La Grande Guerre provoque une saignée démographique sans précédent : la Loire-Inférieure, avec 25 600 tués, perd près de 4 % de sa population de 1914. Les autorités sont amenées à mettre en œuvre une organisation à la mesure de la mort de masse : il faut d’abord identifier les tués lors de batailles où les soldats sont souvent méconnaissables, du fait de l’utilisation intensive de l’artillerie, quand ils ne sont pas purement et simplement disparus, ensevelis dans une tranchée, restés dans le no man’s land… Lorsque la preuve de la mort est avérée, il faut ensuite transmettre la nouvelle du décès à la commune d’appartenance du soldat, à ses proches en essayant de ménager autant que possible la peine de la famille du défunt, désormais confrontée à la « mort pour la France ».

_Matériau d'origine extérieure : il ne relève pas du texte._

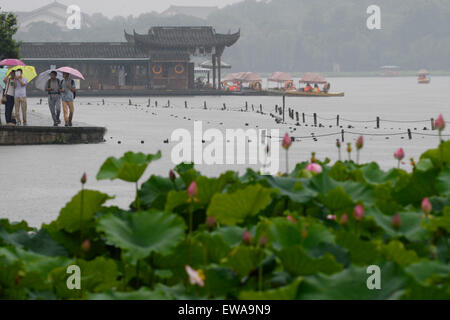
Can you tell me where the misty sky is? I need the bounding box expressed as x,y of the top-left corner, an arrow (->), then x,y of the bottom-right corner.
0,0 -> 242,17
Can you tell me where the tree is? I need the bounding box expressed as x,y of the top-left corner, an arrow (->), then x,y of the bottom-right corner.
0,7 -> 20,60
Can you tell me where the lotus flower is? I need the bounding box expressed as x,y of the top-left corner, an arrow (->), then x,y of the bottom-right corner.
356,136 -> 364,150
306,163 -> 323,174
286,216 -> 297,223
169,170 -> 177,182
242,230 -> 252,246
422,198 -> 433,214
327,214 -> 337,221
187,181 -> 198,199
259,236 -> 267,248
81,173 -> 87,184
185,266 -> 205,287
81,239 -> 91,252
434,114 -> 445,132
282,133 -> 292,150
353,204 -> 364,221
392,213 -> 402,229
341,213 -> 348,226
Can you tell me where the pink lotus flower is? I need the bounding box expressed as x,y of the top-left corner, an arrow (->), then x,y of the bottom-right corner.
341,213 -> 348,226
353,204 -> 364,221
81,173 -> 87,184
169,170 -> 177,182
327,214 -> 337,221
187,181 -> 198,198
81,239 -> 91,252
392,213 -> 402,229
185,266 -> 205,287
422,198 -> 433,214
434,114 -> 445,131
306,163 -> 322,174
356,136 -> 364,150
286,216 -> 297,223
394,148 -> 405,161
242,230 -> 252,246
282,133 -> 292,150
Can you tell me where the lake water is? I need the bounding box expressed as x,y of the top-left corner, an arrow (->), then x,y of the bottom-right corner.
0,77 -> 450,226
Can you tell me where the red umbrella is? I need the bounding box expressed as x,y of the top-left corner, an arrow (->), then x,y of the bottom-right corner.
56,67 -> 85,80
0,59 -> 26,67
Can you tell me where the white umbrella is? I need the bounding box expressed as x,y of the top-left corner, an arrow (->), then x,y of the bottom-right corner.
35,70 -> 63,91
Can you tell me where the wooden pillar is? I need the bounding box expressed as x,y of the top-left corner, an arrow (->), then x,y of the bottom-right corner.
212,54 -> 217,89
217,55 -> 222,90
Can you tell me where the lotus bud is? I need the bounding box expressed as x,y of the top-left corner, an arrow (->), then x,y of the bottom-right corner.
242,230 -> 252,246
353,204 -> 364,221
341,213 -> 348,226
394,148 -> 405,161
81,239 -> 91,252
259,236 -> 267,248
169,170 -> 177,182
422,198 -> 433,214
187,181 -> 198,199
434,114 -> 445,131
206,216 -> 216,230
81,173 -> 87,185
306,163 -> 323,174
392,213 -> 402,229
282,133 -> 292,150
356,136 -> 364,150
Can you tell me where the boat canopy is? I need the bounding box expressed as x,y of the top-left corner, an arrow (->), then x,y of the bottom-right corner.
223,72 -> 262,82
417,69 -> 430,76
300,72 -> 327,84
268,72 -> 293,82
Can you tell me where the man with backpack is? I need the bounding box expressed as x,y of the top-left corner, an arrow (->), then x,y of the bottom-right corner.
45,71 -> 62,127
61,72 -> 76,127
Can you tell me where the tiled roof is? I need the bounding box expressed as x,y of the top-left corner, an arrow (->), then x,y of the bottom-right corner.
20,42 -> 148,59
125,27 -> 240,48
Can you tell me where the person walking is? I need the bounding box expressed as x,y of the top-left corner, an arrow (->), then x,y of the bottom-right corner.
14,69 -> 28,126
3,71 -> 16,126
45,71 -> 62,127
61,72 -> 75,127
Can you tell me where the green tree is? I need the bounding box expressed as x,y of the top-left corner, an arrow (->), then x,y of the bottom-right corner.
0,7 -> 19,60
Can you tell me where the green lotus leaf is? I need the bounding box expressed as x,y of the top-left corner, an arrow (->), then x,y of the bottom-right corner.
207,185 -> 273,225
239,278 -> 302,301
88,287 -> 173,301
436,165 -> 450,197
212,226 -> 246,247
278,246 -> 343,276
420,140 -> 450,168
205,265 -> 241,297
97,152 -> 161,182
366,207 -> 428,241
297,263 -> 407,300
56,190 -> 113,233
405,260 -> 450,282
382,240 -> 420,266
227,247 -> 261,277
336,231 -> 380,266
97,212 -> 185,264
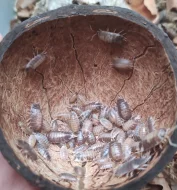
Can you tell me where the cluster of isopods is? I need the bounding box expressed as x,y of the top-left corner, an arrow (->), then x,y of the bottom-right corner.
19,30 -> 175,184
17,93 -> 172,182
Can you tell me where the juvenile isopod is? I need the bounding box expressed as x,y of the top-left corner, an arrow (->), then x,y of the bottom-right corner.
82,119 -> 93,137
93,125 -> 104,135
111,57 -> 133,72
98,30 -> 124,44
16,140 -> 37,161
98,133 -> 112,142
60,145 -> 69,161
100,118 -> 113,131
25,52 -> 47,71
47,131 -> 76,143
87,132 -> 96,145
33,133 -> 49,148
59,173 -> 77,182
115,156 -> 151,177
69,111 -> 80,133
117,98 -> 132,121
36,143 -> 51,161
88,142 -> 105,151
30,104 -> 43,131
28,134 -> 36,148
79,110 -> 92,122
122,119 -> 137,131
116,130 -> 127,144
109,142 -> 123,161
108,108 -> 123,127
77,131 -> 86,146
69,93 -> 78,104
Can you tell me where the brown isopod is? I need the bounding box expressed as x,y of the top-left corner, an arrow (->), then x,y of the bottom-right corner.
88,142 -> 105,151
139,124 -> 149,140
69,111 -> 80,133
100,106 -> 109,119
68,105 -> 83,116
33,133 -> 49,148
82,150 -> 97,161
36,143 -> 51,161
146,117 -> 155,133
47,131 -> 77,143
122,119 -> 137,131
116,130 -> 126,144
83,102 -> 102,112
59,173 -> 77,182
28,134 -> 36,148
117,98 -> 132,121
69,93 -> 78,104
111,57 -> 133,72
98,30 -> 124,44
108,108 -> 123,127
30,104 -> 43,131
87,132 -> 96,145
100,118 -> 113,130
109,142 -> 123,161
77,131 -> 86,146
93,125 -> 104,135
79,110 -> 92,122
67,139 -> 76,149
82,119 -> 93,137
60,145 -> 69,161
115,156 -> 151,177
55,113 -> 70,123
25,52 -> 47,71
74,166 -> 85,178
98,133 -> 112,142
16,140 -> 37,161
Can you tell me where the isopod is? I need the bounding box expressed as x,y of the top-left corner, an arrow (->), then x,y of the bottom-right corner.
98,30 -> 124,44
59,173 -> 77,182
108,108 -> 123,127
69,111 -> 80,133
36,143 -> 51,161
82,119 -> 93,137
116,130 -> 126,144
111,57 -> 133,72
74,166 -> 85,178
30,104 -> 43,131
117,98 -> 132,121
100,161 -> 115,170
83,102 -> 102,112
74,144 -> 88,154
77,131 -> 86,146
33,133 -> 49,148
93,125 -> 104,135
115,156 -> 151,177
25,52 -> 47,71
56,113 -> 70,123
79,110 -> 92,122
28,134 -> 36,148
68,105 -> 83,116
88,142 -> 105,151
109,142 -> 123,161
69,93 -> 78,104
87,132 -> 96,145
98,133 -> 112,142
47,131 -> 76,143
16,140 -> 37,161
101,143 -> 110,158
122,119 -> 137,131
60,145 -> 69,161
100,118 -> 113,131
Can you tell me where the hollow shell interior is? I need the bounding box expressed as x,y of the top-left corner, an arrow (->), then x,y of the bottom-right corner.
0,15 -> 177,189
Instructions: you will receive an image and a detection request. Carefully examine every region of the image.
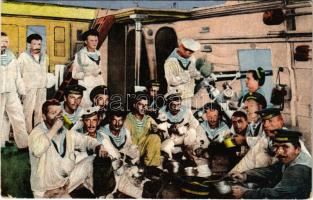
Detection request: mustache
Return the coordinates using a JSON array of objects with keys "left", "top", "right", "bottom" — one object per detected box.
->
[{"left": 276, "top": 155, "right": 286, "bottom": 159}]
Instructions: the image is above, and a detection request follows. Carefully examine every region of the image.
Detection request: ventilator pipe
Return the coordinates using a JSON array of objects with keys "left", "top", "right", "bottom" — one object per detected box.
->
[{"left": 286, "top": 42, "right": 297, "bottom": 126}]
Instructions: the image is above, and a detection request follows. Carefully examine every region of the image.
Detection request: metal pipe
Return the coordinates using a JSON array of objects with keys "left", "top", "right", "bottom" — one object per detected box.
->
[
  {"left": 135, "top": 20, "right": 142, "bottom": 85},
  {"left": 286, "top": 42, "right": 297, "bottom": 127},
  {"left": 129, "top": 14, "right": 147, "bottom": 85}
]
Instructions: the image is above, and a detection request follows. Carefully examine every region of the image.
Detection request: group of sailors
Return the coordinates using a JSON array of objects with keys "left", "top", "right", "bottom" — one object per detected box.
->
[{"left": 0, "top": 30, "right": 312, "bottom": 198}]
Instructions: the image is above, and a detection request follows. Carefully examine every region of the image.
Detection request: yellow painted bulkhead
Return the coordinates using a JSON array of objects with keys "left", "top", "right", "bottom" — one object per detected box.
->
[{"left": 1, "top": 2, "right": 95, "bottom": 72}]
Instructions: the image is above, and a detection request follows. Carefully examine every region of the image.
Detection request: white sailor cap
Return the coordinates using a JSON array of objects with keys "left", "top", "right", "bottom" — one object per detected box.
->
[
  {"left": 82, "top": 106, "right": 99, "bottom": 118},
  {"left": 181, "top": 38, "right": 200, "bottom": 51}
]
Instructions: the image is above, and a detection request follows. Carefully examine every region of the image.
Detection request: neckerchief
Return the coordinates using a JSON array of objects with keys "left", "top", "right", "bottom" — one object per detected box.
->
[
  {"left": 160, "top": 105, "right": 187, "bottom": 124},
  {"left": 200, "top": 121, "right": 228, "bottom": 140},
  {"left": 102, "top": 124, "right": 126, "bottom": 150},
  {"left": 1, "top": 49, "right": 15, "bottom": 66},
  {"left": 41, "top": 122, "right": 66, "bottom": 158},
  {"left": 25, "top": 49, "right": 45, "bottom": 64}
]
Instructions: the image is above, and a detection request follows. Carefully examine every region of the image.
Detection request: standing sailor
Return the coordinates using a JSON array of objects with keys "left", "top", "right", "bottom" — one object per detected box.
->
[
  {"left": 18, "top": 34, "right": 52, "bottom": 133},
  {"left": 72, "top": 29, "right": 104, "bottom": 107},
  {"left": 0, "top": 32, "right": 28, "bottom": 148}
]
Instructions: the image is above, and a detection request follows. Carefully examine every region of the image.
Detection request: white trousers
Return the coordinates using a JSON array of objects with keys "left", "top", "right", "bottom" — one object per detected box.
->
[
  {"left": 0, "top": 92, "right": 28, "bottom": 148},
  {"left": 33, "top": 156, "right": 95, "bottom": 198},
  {"left": 23, "top": 88, "right": 47, "bottom": 133}
]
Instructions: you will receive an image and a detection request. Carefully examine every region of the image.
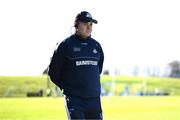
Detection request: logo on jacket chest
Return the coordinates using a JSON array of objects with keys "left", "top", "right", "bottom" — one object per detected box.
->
[{"left": 73, "top": 47, "right": 81, "bottom": 52}]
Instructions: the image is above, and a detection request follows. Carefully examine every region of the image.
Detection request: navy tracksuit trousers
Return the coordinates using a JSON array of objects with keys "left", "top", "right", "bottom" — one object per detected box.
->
[{"left": 65, "top": 96, "right": 102, "bottom": 120}]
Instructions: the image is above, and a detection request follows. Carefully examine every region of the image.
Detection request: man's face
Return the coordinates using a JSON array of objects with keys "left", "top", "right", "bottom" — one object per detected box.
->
[{"left": 77, "top": 21, "right": 93, "bottom": 38}]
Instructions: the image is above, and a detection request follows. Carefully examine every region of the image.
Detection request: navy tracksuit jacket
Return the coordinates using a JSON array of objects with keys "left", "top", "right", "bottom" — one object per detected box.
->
[{"left": 48, "top": 34, "right": 104, "bottom": 98}]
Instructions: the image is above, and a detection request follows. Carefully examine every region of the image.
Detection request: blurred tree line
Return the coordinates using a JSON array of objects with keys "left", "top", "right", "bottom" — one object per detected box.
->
[{"left": 168, "top": 60, "right": 180, "bottom": 78}]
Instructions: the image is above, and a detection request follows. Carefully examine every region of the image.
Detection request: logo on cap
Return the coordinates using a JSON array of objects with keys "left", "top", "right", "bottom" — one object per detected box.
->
[{"left": 86, "top": 13, "right": 92, "bottom": 18}]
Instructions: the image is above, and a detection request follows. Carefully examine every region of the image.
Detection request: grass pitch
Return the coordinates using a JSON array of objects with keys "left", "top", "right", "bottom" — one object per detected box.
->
[{"left": 0, "top": 96, "right": 180, "bottom": 120}]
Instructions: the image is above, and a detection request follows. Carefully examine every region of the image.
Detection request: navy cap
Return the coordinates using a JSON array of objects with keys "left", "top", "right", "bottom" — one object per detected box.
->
[{"left": 76, "top": 11, "right": 97, "bottom": 24}]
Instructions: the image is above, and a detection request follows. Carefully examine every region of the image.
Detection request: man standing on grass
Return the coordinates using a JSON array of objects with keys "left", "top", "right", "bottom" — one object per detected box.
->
[{"left": 48, "top": 11, "right": 104, "bottom": 120}]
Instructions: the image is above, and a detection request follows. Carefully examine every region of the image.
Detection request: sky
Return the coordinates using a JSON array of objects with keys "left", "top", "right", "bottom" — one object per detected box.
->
[{"left": 0, "top": 0, "right": 180, "bottom": 75}]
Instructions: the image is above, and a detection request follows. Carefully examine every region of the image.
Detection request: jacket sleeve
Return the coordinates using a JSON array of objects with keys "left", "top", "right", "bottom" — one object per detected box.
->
[
  {"left": 99, "top": 45, "right": 104, "bottom": 74},
  {"left": 48, "top": 42, "right": 65, "bottom": 89}
]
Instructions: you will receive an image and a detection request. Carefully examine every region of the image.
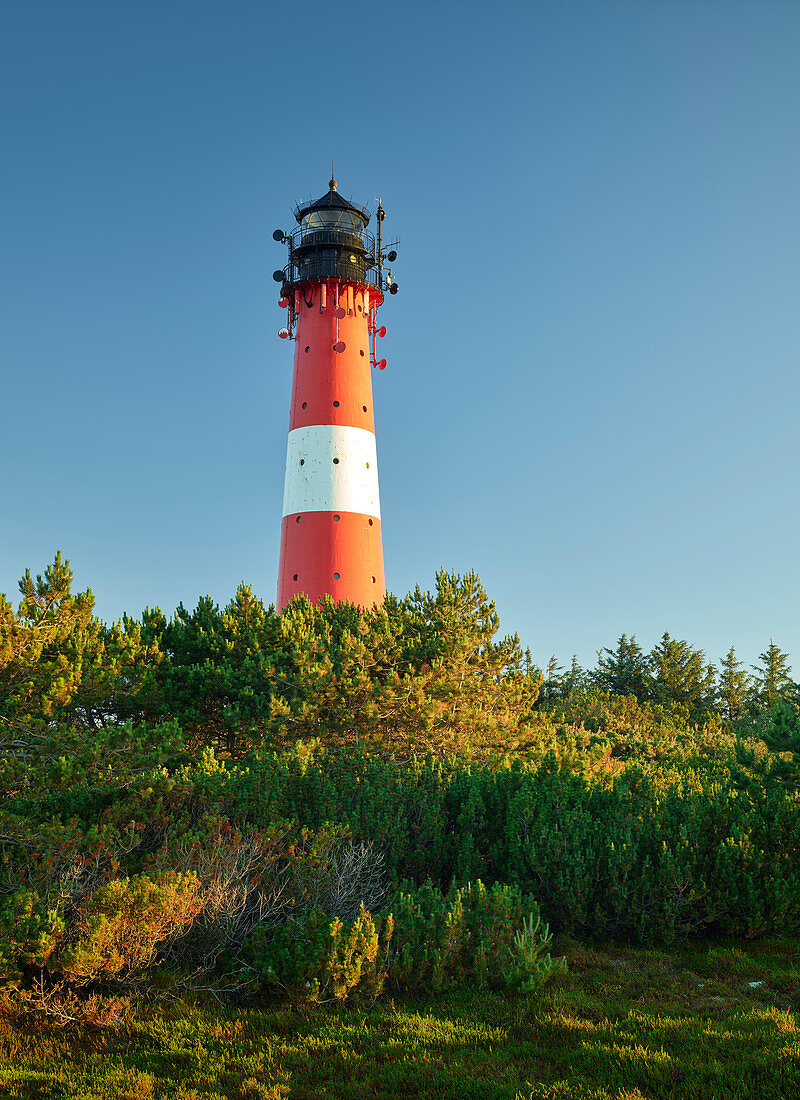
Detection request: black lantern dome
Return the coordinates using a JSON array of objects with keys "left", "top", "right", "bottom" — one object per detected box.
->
[{"left": 276, "top": 179, "right": 379, "bottom": 286}]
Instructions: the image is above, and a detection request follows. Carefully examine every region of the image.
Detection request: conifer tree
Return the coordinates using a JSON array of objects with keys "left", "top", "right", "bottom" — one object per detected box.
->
[
  {"left": 753, "top": 638, "right": 793, "bottom": 710},
  {"left": 592, "top": 634, "right": 653, "bottom": 703},
  {"left": 716, "top": 646, "right": 750, "bottom": 722},
  {"left": 649, "top": 631, "right": 716, "bottom": 722}
]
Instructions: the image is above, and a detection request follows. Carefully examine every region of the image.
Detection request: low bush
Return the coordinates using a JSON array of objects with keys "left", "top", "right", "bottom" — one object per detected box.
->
[{"left": 387, "top": 880, "right": 565, "bottom": 992}]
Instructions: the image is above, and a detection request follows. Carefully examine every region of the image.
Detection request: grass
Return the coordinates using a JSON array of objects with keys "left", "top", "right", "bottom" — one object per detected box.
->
[{"left": 0, "top": 939, "right": 800, "bottom": 1100}]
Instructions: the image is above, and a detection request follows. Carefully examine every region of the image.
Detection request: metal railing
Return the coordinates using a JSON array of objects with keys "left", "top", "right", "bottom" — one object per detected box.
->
[
  {"left": 284, "top": 256, "right": 382, "bottom": 290},
  {"left": 288, "top": 228, "right": 375, "bottom": 256}
]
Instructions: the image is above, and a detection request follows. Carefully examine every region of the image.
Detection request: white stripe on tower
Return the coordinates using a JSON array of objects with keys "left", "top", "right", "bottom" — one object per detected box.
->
[{"left": 283, "top": 424, "right": 381, "bottom": 519}]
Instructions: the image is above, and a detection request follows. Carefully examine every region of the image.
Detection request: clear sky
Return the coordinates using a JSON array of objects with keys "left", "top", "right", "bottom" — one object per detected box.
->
[{"left": 0, "top": 0, "right": 800, "bottom": 675}]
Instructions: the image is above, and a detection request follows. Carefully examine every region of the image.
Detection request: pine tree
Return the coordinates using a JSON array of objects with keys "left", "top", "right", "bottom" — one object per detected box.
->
[
  {"left": 649, "top": 631, "right": 716, "bottom": 722},
  {"left": 716, "top": 646, "right": 750, "bottom": 722},
  {"left": 753, "top": 638, "right": 793, "bottom": 710},
  {"left": 592, "top": 634, "right": 653, "bottom": 703}
]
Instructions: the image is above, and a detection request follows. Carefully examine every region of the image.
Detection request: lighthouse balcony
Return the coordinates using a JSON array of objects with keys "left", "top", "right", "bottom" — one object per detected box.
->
[{"left": 291, "top": 229, "right": 375, "bottom": 255}]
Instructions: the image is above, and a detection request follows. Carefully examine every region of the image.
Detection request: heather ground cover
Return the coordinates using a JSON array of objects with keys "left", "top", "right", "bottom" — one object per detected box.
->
[{"left": 0, "top": 938, "right": 800, "bottom": 1100}]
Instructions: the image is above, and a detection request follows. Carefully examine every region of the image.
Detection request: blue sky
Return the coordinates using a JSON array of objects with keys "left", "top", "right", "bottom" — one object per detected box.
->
[{"left": 0, "top": 0, "right": 800, "bottom": 674}]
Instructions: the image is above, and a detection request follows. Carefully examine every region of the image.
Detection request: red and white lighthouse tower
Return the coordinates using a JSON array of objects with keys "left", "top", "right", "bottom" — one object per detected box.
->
[{"left": 273, "top": 179, "right": 397, "bottom": 612}]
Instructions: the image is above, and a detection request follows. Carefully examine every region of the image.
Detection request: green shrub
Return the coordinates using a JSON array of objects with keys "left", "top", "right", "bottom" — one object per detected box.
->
[
  {"left": 388, "top": 880, "right": 563, "bottom": 992},
  {"left": 241, "top": 906, "right": 393, "bottom": 1004}
]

Pour cela, l’État inscrit le sacrifice dans une expérience collective du deuil, dans une célébration communale et nationale. L’inscription « mort pour la France » en marge des actes de décès, le diplôme de « mort pour la patrie », les tombes, les monuments aux morts sont autant de moyens d’assurer le souvenir, susciter l’héroïsation du soldat et la reconnaissance de la nation pour un sacrifice dont le but ultime, au regard de la douleur de l’absence, échappe parfois aux familles.